System upcalls

Necessity of System Upcalls

To allow applications to implement operating system-like functionality, more than system call is required; applications can also benefit from being told when events occur that need their immediate attention. Such virtualised interrupts and exceptions are called upcalls, also known as signals (in UNIX).

Uses of System Upcalls

Preemptive user-level threads

An application may run multiple tasks, or threads, in a process.

Asynchronous I/O notification (async / await)

In an asynchronous I/O, a system calls starts the request and returns immediately. Later, the application can poll the kernel for I/O completion, or a separate notification can be sent via an upcall to the application when the I/O completes.

Interprocess communication

A kernel upcall is needed if a process generates an event that needs the instant attention of another process.

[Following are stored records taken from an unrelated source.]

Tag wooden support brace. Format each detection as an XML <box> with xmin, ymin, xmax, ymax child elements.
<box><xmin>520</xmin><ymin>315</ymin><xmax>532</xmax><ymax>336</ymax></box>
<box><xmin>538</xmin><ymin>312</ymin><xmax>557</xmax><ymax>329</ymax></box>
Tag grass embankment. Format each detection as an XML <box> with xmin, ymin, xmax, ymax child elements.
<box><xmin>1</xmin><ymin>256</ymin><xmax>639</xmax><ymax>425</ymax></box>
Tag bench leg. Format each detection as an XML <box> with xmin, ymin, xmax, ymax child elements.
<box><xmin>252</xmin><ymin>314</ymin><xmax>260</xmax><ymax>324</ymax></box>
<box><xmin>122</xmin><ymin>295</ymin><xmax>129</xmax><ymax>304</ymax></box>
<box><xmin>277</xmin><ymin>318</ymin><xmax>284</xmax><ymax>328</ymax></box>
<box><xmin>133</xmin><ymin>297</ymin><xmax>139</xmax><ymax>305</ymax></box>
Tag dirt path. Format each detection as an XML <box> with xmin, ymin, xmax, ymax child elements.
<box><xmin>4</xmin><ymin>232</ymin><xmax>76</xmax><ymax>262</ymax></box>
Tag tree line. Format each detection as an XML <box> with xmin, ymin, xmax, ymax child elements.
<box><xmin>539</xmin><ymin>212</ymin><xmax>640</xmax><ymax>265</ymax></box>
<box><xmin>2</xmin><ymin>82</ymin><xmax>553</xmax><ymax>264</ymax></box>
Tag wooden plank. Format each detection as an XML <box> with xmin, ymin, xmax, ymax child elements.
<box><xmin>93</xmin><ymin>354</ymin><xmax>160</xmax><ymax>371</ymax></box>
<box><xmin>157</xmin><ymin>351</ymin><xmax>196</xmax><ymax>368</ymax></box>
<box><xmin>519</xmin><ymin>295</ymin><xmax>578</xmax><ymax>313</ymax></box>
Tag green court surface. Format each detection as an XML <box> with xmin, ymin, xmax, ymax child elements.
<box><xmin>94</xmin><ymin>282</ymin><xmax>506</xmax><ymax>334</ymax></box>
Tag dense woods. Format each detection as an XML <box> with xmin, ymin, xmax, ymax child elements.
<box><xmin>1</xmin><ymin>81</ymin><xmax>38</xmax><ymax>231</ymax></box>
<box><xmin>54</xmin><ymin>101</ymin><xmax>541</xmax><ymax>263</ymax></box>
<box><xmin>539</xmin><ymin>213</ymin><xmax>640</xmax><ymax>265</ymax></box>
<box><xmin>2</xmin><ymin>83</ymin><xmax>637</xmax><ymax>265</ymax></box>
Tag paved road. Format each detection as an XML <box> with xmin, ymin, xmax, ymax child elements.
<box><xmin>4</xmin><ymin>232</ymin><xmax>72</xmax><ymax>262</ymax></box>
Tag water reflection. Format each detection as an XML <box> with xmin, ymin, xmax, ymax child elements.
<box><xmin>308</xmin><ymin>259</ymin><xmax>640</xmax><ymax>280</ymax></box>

User-level exception handling

Applications may have their own exception handling routines. For this, the operating system needs to inform the application when it receives a processor exception.

User-level resource allocation

Many applications are able to optimise their behaviour to differing amounts of CPU time or memory.

• e.g., Java garbage collection

Diagrams

• The state of the user program and signal handler before a UNIX signal

• The state of the user program and signal handler during a UNIX signal

Comparison with interrupts

Types of Signals

• In place of hardware-defined interrupts and processor exceptions, the kernel defines a limited number of sifnal types that a process can receive.

Handlers

• The kernel defines its own interrupt vector.
• Each process defines its own signal handlers for each signal type.

Signal Stack

• The kernel uses interrupt stack, a region of kernel memory when handling interrupts.
• Applications have the option to run UNIX signal handlers on the process’s normal execution stack, or on a special signal stack allocated buy the user process in user memory.

Signal Masking

• The kernel can defer the arrival of interrupts via interrupt masking.
• UNIX defers signals for events that occur while the signal handler for those types of events is in progress.
• The deferred signal is delivered once the handler returns to the kernel.

Processor State

• The kernel copies onto the signal stack the saved state of the program counter, stack pointer, and general-purpose registers at the point when the program stopped.
• When the signal handler returns, the kernel reloads the saved state into the processor to resume program execution.
• The signal handler can also modify the saved state, so that the kernel resumes a different user-level task on return.